The efficiency story gets sharper when you look at score per active billion parameters. Nucleus-Image scores 0.380, four times above the median across all models in the comparison. Qwen-Image, despite matching it on GenEval overall, scores 0.038 per billion. FLUX.1 Dev scores 0.053. The MoE architecture isn’t just a technical curiosity here, it’s producing a measurably different performance-to-compute ratio than anything else in the open source field right now.
On OneIG-Bench it scores 0.522, beating Imagen4 at 0.515 and Recraft V3 at 0.502 with strong style scores at 0.430.
As always these are self-reported numbers. Take them as directional rather than definitive. But the consistency across three different benchmarks and the efficiency angle make them harder to dismiss than a single cherry-picked result.
| Model | DPG-Bench | GenEval | OneIG-Bench | Active Params |
|---|---|---|---|---|
| Nucleus-Image | 88.79 (#1) | 0.87 (#1) | 0.522 | 2B / 17B total |
| Qwen-Image | 88.32 | 0.87 | — | 20B |
| Seedream 3.0 | 88.27 | 0.84 | — | Undisclosed |
| CogView 4 | 87.29 | 0.87 | — | 6B |
| GPT Image 1 High | 85.15 | 0.84 | — | Undisclosed |
| HiDream-1-Full | 85.89 | 0.83 | — | 13.2B |
| Imagen4 | — | — | 0.515 | — |
How to Run It
Diffusers is the only path right now. Install the latest version from GitHub, load NucleusAI/Nucleus-Image, and you’re generating in a few lines of Python.
The one thing worth enabling immediately is Text KV caching. It’s built into the diffusers pipeline natively, just pass TextKVCacheConfig and call enable_cache on the transformer before your first inference. No changes to your generation loop, automatic speedup across all denoising steps.
Recommended starting point is 1024×1024 at 50 inference steps with a guidance scale of 4.0. Seven aspect ratios are supported out of the box from 1:1 through 16:9 and 9:16 so you’re not locked into square outputs.
Training code is listed as coming soon on GitHub. For now the weights are your entry point and they’re enough to start building. The dataset release is planned as part of the full open source package so its worth watching the repo if that matters for your use case.
Who It’s Actually For
Nucleus-Image isn’t trying to be the most polished tool for casual image generation right now. If you want something you can use immediately with consistent pretty results, a post-trained model like Seedream 4.5 or Nano Banana Pro will feel more reliable today.
Where Nucleus-Image gets interesting is everything that comes after the base model. Researchers who want to study MoE architectures in diffusion models now have a fully open implementation to work with like weights, and soon training code and data. Fine-tuners who want a strong starting point before applying their own preference optimization are starting from a base that already competes with post-trained models on three benchmarks.

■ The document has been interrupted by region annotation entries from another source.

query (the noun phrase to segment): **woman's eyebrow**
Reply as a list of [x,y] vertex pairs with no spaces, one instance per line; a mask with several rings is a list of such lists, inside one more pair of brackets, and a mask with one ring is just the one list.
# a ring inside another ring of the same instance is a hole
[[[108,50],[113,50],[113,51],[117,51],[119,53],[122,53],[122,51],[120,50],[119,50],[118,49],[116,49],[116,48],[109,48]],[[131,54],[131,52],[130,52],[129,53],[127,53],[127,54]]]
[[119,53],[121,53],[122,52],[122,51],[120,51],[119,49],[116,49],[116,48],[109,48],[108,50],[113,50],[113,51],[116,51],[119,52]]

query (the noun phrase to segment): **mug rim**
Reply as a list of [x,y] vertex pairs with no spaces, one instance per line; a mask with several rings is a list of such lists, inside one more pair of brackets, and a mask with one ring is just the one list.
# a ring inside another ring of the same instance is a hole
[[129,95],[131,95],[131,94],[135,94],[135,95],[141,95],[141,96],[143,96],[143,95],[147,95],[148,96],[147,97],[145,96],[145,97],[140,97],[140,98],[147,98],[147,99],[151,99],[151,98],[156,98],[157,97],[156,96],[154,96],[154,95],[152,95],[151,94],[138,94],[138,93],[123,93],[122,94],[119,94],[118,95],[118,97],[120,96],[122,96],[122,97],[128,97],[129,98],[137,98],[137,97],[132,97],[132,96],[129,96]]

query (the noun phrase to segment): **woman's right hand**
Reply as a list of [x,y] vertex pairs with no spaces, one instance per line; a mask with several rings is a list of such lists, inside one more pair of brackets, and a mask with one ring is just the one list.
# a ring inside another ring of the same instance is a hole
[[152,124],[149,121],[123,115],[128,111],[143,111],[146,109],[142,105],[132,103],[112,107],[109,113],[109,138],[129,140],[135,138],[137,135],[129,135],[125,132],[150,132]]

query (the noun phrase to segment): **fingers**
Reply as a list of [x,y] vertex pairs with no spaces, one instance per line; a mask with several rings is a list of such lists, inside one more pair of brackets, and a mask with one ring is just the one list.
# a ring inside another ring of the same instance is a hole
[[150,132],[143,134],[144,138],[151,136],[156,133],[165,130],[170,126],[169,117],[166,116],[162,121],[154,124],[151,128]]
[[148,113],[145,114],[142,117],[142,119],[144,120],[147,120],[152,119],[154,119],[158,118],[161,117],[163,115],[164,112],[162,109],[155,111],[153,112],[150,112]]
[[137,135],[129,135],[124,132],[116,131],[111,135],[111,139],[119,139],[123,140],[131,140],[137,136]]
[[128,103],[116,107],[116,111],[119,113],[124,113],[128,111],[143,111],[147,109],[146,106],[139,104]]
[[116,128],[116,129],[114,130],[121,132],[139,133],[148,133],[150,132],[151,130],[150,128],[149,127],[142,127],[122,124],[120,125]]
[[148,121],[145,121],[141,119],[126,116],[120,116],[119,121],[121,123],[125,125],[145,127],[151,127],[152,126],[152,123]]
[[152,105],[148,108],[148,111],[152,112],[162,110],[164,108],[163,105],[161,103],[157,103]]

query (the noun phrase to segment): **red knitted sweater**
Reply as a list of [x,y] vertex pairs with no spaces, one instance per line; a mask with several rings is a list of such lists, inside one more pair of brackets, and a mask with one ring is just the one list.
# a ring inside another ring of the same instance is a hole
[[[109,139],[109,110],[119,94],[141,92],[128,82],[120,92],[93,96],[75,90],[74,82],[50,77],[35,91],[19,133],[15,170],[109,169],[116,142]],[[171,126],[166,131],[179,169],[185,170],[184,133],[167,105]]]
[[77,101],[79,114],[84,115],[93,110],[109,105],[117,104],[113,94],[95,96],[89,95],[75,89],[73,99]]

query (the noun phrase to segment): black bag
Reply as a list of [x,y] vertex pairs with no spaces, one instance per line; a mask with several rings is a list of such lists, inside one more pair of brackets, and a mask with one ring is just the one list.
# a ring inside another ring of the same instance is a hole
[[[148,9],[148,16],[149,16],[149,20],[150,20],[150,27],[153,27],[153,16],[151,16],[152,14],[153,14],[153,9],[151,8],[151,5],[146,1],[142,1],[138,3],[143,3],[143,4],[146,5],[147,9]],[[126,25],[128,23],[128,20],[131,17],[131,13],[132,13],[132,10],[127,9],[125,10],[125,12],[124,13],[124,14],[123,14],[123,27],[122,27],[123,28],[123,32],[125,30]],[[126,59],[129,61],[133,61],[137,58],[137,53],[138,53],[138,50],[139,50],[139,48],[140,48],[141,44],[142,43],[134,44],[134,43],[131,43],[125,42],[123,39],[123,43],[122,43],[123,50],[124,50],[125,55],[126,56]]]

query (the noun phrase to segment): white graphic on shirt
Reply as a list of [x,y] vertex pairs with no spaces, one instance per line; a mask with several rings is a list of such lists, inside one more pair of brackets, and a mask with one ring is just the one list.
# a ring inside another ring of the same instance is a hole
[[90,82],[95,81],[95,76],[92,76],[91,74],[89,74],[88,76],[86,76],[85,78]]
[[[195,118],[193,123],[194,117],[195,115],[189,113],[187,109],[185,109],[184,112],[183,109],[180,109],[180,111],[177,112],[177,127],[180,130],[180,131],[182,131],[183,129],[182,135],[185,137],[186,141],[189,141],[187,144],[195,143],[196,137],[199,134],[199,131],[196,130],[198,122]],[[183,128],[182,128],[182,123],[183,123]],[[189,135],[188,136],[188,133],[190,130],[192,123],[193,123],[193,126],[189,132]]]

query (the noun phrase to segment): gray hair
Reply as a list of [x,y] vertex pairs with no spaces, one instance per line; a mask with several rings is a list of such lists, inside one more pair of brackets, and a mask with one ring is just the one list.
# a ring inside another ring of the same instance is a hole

It’s also the first fully open MoE diffusion model at this quality tier. That has value independent of whether it’s the best image generator you’ve ever used. Someone has to be first and they shipped Apache 2.0 with everything included.
Worth You Attention
Base models don’t usually generate this much excitement because the gap between a capable base and a production ready product is real and most people feel it immediately. Nucleus-Image is different because that gap is unusually small here.
Number one on DPG-Bench with no post-training. Beating Imagen4 on OneIG with no human preference tuning. Matching Qwen-Image on GenEval before a single RL step. Whatever the post-trained version of this looks like when it arrives and the architecture makes it a genuinely interesting fine-tuning target, the base is already doing things that took other models full alignment pipelines to reach.